Comments: The 20th Century of Central Banking is over.

In the mid and late 90s ... there was some expectation that telcos would take over the payment industry.

The scenario was that they had highly efficient technology developed for call record processing. They were supposedly going to leverage this high performance technology to take-over the micropayment arena and then leverage those volumes to take-over the rest of the payment business.

Some number of telcos made forays into this arena ... basically payment charges showing up as line-items in phone bill. It then seemed to fall apart and the telcos participation seem to disappear.
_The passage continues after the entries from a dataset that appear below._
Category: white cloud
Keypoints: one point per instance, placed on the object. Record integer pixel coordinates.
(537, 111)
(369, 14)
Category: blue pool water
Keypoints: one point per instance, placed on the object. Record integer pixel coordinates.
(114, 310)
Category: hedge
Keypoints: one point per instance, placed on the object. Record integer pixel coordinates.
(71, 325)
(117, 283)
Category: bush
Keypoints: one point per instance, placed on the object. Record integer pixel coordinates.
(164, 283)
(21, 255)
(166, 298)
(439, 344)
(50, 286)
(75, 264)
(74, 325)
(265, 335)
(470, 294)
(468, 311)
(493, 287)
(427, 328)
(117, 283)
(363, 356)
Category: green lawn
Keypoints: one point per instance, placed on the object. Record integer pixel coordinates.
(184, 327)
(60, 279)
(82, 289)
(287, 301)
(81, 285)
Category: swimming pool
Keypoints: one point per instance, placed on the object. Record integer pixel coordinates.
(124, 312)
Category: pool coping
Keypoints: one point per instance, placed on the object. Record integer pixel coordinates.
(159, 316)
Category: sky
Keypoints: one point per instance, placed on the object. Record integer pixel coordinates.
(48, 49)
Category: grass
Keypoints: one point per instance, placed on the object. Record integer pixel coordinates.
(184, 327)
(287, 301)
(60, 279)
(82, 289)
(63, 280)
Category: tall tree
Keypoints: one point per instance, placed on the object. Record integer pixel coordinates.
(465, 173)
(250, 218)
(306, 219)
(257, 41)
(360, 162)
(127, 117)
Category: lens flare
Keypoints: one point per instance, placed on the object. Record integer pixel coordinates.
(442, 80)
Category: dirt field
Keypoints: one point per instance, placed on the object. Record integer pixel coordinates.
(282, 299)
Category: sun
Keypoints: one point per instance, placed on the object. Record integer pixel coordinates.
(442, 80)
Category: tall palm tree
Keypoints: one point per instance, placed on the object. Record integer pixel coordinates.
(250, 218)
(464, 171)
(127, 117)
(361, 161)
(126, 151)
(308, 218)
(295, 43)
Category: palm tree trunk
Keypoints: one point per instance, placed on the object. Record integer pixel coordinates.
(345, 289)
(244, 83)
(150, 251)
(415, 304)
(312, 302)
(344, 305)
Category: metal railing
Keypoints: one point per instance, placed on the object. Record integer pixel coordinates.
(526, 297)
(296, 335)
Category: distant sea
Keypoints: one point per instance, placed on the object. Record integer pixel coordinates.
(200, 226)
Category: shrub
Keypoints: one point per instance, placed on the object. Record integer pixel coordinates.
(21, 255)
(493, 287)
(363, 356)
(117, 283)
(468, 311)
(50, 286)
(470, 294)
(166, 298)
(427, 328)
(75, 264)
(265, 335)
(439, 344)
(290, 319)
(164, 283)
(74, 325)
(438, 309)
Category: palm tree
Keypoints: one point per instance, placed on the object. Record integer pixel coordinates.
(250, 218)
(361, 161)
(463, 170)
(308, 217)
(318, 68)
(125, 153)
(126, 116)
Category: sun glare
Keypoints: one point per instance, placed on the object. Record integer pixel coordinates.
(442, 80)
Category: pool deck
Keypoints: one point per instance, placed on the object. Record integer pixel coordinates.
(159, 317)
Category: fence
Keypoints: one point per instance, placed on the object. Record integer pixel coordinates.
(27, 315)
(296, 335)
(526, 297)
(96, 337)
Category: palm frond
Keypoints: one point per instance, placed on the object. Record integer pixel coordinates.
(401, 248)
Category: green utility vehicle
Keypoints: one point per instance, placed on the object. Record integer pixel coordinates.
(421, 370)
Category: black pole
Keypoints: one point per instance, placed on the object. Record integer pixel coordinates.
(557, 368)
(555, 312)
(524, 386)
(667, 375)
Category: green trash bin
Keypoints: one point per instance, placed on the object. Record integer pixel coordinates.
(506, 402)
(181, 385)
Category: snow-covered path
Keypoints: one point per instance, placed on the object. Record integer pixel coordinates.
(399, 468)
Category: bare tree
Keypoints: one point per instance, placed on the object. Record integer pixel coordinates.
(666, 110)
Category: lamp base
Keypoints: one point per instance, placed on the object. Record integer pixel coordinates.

Afterwards the explanation was that telcos hadn't the infrastructure to handle the financial risk (and defaults). Telcos had a fairly high default rate on bills ... but were able to absorb a lot of it ... since it was for services ... but didn't actually represent "real money". The (defaulted) payments actually represented money that telcos provided to merchants.

Its been a decade and some number of proposed cellphone payment activities seemed to have lost that institutional experience (this is analogous to lost institutional memory about difficulty in supporting PC serial port devices ... between the time home banking moved from dedicated dialup to the internet ... and the attempt to introduce PC serial port smartcard readers in the consumer market).

In last couple yrs ... there have been announcements by some of the payment processing infrastructures about installing some of the higher-efficient database technologies (that had evolved for telco call-records). This presumably should help further drive down processing overhead costs and possibly help enable new generation move into micropayments.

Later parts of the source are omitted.